治療方針が決まったら、服薬や生活習慣の改善方法など、医師から詳しい説明を受ける。その際に治療する目標も決めて、医師と一緒に継続して取り組めるような計画を立てるという。受診の頻度についても説明があるので、指示どおりに通院するよう心がけよう。

4食事指導・運動療法

必要に応じて管理栄養士による食事指導を受けたり、運動療法を受けたりして、生活習慣の改善を図る。
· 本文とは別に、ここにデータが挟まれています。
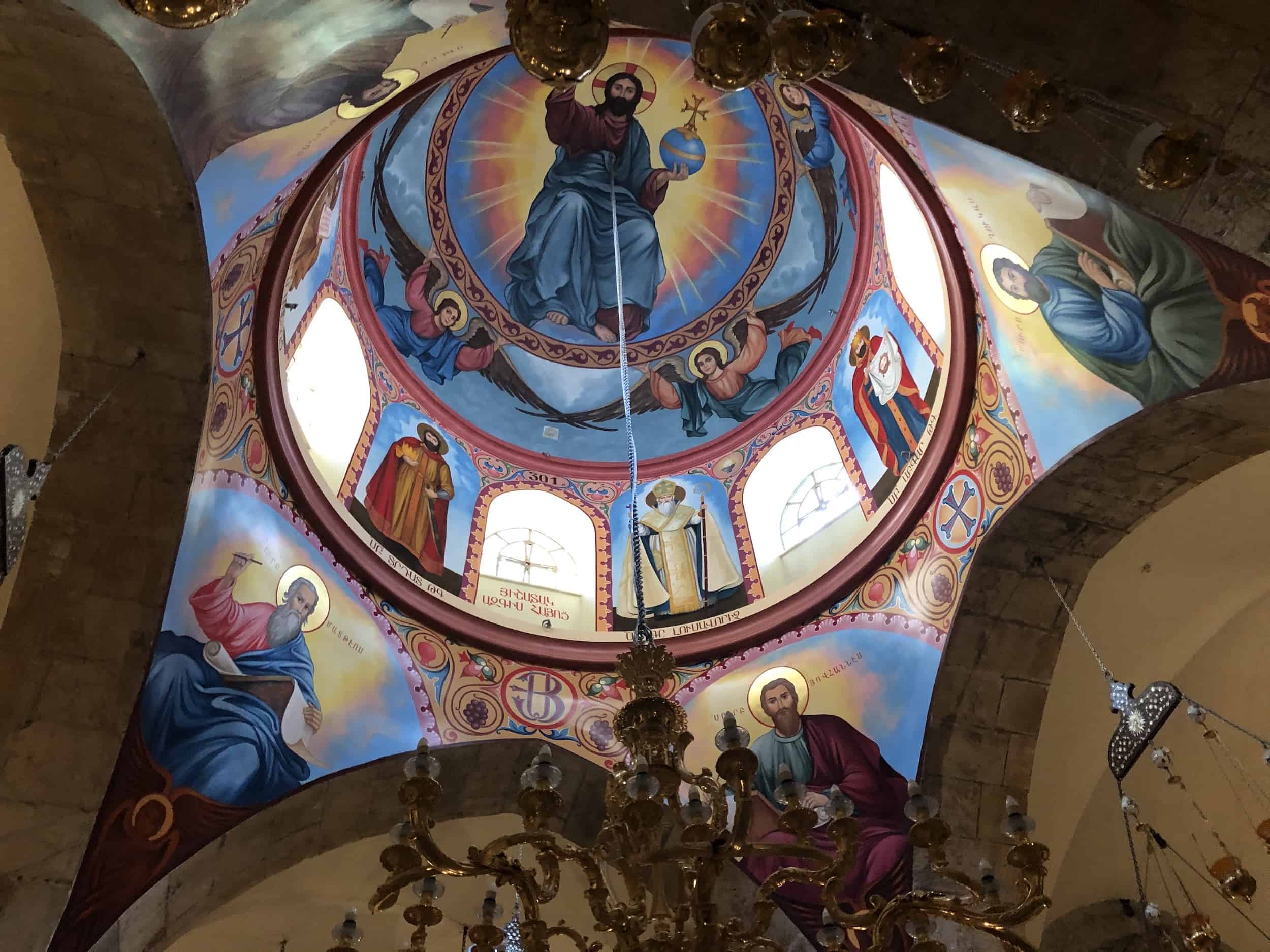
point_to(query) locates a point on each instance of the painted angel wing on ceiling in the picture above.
(409, 258)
同院の2階にはフィットネスルームが併設されていて、インストラクターの指導のもとトレーニングを受けることができるので、事前予約して活用することも可能。インストラクターに教わった方法をもとに、自宅でも簡単なストレッチを習慣づけることが大切だ。

5定期的な通院

医師から説明があった頻度に応じて定期的にクリニックを受診。診察では体調や生活習慣を話すだけでなく、定期的な尿検査や血液検査、必要であれば合併症をチェックするための検査も受け、血糖値の数値が変化しているかどうかを含めて体の状態を詳しく確認してもらう。

ドクターからのメッセージ

細見 洋一院長

患者さんの中には、血糖値が上がってしまうとご自身を責めてしまう方がいらっしゃいます。しかし、どれだけ真面目に治療に取り組んでいても、思わぬことが原因で数値が変動することもあるんです。例えば仕事が円滑に進んでいなかったり、家庭が大変な状況にあったり、身体的・精神的ストレスが原因となって血糖値に影響を及ぼしてしまうことも。かかりつけ医の役割は、薬の処方に限らず、ご本人も気づいていないバックグラウンドを聞き出すことだと私は考えています。今後も一人ひとりの背景に寄り添った診療を続けていきますので、日常のことを含めて健康状態を相談できるような、そんな場所として活用していただけるとうれしいです。